According to Mel Gibson, Marvel movies are, apparently, insanely violent films. During an interview with The Washington Post, the decades-long Hollywood actor criticized the violence in Marvel films as being “without consequence”.
“To talk about the violence question, look at any Marvel movie. They’re more violent than anything that I’ve done, but [in my movies,] you give a sh** about the characters, which makes it matter more. That’s all I’ll say.”
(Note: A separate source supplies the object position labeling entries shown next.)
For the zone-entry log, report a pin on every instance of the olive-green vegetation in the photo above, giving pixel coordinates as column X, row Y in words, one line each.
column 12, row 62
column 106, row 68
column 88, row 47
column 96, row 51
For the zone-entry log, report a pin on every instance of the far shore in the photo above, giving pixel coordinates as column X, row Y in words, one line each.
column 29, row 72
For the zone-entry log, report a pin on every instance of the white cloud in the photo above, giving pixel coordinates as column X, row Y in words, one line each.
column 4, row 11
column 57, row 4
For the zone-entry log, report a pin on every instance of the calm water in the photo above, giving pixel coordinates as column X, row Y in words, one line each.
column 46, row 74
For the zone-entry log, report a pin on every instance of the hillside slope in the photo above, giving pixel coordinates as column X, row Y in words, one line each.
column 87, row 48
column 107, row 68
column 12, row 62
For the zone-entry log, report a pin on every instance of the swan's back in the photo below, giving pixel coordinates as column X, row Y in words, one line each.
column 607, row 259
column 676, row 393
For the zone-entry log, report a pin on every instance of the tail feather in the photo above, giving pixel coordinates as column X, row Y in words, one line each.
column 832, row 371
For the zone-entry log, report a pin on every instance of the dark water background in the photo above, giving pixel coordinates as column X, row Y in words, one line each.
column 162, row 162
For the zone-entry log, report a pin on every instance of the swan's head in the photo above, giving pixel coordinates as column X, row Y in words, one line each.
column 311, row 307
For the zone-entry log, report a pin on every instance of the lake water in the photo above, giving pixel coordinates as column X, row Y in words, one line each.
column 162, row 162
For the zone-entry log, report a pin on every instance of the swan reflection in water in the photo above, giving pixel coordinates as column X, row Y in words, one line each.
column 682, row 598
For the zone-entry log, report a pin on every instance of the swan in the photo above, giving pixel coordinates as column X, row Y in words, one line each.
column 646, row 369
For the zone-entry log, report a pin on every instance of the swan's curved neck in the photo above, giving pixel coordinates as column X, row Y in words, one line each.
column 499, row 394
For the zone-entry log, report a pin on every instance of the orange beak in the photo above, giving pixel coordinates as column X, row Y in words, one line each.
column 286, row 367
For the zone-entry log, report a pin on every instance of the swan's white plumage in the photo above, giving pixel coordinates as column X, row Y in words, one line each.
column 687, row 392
This isn’t the first time Mel Gibson has expressed his distaste for superhero properties. Earlier this year, he called Warner Bros. Batman v. Superman a “piece of shit”. Ouch. Now, if you’ve seen most of Mel Gibson’s films, as well as any of Marvel’s, his statement that Marvel movies are more violent than anything that he’s put out immediately comes off as patently absurd. In Lethal Weapon, his character Riggs Murtagh guns down scores of bad guys and later gets brutally shock-tortured in the same film. Apocalypto features scenes of human sacrifice, innocent villages being slaughtered, and the fall of the entire Mayan civilization. We don’t even have to explain Passion of the Christ (Gibson’s directorial debut) which is a straight up two hour torture-fest.
Is there violence in modern superhero films? Yes, obviously. But that violence is almost universally bloodless and gore-free (the R-rated Deadpool notwithstanding), and recently we’ve begun to these same movies begin to question and condemn these superheroes for the damage they leave behind when battling world-ending threats (although that is also something that I feel to be pretty ludicrous, but that’s a whole other topic in and of itself).
That being said, one can at least understand what he’s trying to get at here. Action sequences in superhero movies often feature plenty of humor and jokes to make light of all the violence that’s happening, something that I hope can be toned down in the future. And though many of Gibson’s are, let’s be honest, WAY more violent that ANYTHING that Marvel has put out, there is usually a purpose and clear consequences to that violence (even the Lethal Weapon series, believe it or not) which is helmed by an actor/filmmaker who has proven that he understands the value of stakes and story structure.
I just hope he finds it in his heart to not be so judgmental of modern superhero films and try to enjoy the show.